Hace unos días fui al InTEnSO a recoger el pedazo de cuero (con una foto donde parezco gente seria) que certifica que soy oficialmente
maistra, digo, maestra. Y he de confesar que, aunque me pone contenta recibir el título y cerrar un ciclo, la nostalgia se ha apoderado de mí vilmente. Algo se respira en el ITESO que me hace feliz, pensar en el corredor de árboles o en los chorros de agua mutantes me saca siempre una sonrisa. De hecho, creo que mucho más que el grado, me llevo las memorias. Me quedo con la costumbre de poner todo en duda, con la visión crítica, con el compromiso y la libertad. Me quedo con los retos que me pone siempre Raúl (creo que antes, durante y después de la maestría... me voy a morir), la calidad humana de Guillermo, la pasión de Rossana, el humor inteligente de María Martha, las preguntas de Diana, la tranquilidad de Cham, la claridad de Juan Manuel y el apoyo de Cecy; me quedo, sobre todo, con un gran aprendizaje de todos ellos, mis maestros (porque profesores abundan, pero verdaderos maestros no), que además de ser todos ellos muy fregones académicamente hablando, dejan ver que los que de verdad son grandes no requieren ladrillos en qué subirse.

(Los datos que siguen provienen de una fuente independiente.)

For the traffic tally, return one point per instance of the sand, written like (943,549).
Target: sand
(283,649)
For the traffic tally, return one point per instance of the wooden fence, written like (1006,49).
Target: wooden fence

Me quedo también con los amigos, para los que no importan los kilómetros de distancia, con las sesiones de amistad apache con Paulo, las desveladas de messenger haciendo lecturas y ensayos con Mario, las muchas coincidencias (que no casualidades) con Tony, las interminables discusiones de lecturas y proyectos con Rafa, el chisme en la calle con Karlita cuando éramos vecinas, las fugas al Starbucks con Sasha y nuestro muy chafa tour por el Zapopum (¿o nuestro tour por el muy chafa Zapopum?, sí, creo que era esto último), las intermitencias cafeteras de Lourdes, el chisme de la hora de la comida con Kari, las muchas coincidencias blogueriles y los reportes twitteros de Mauricio, el apoyo moral de Alfredo, los entusiastas saludos de Christopher, las anécdotas de Eugenio y más. Me quedo con enemil recuerdos de los cafés a media clase, las jornadas de cuasi
camping en la biblioteca, las invasiones a la salita de posgrados, el paulatino crecimiento de las ojeras en las caras de todos, las sesiones de histeria colectiva, las inolvidables francachelas, las tormentas que acompañaron mi paso por Guadalajara y zonas aledañas y mucho, mucho más. Me quedo, sobre todo, con ganas de volver.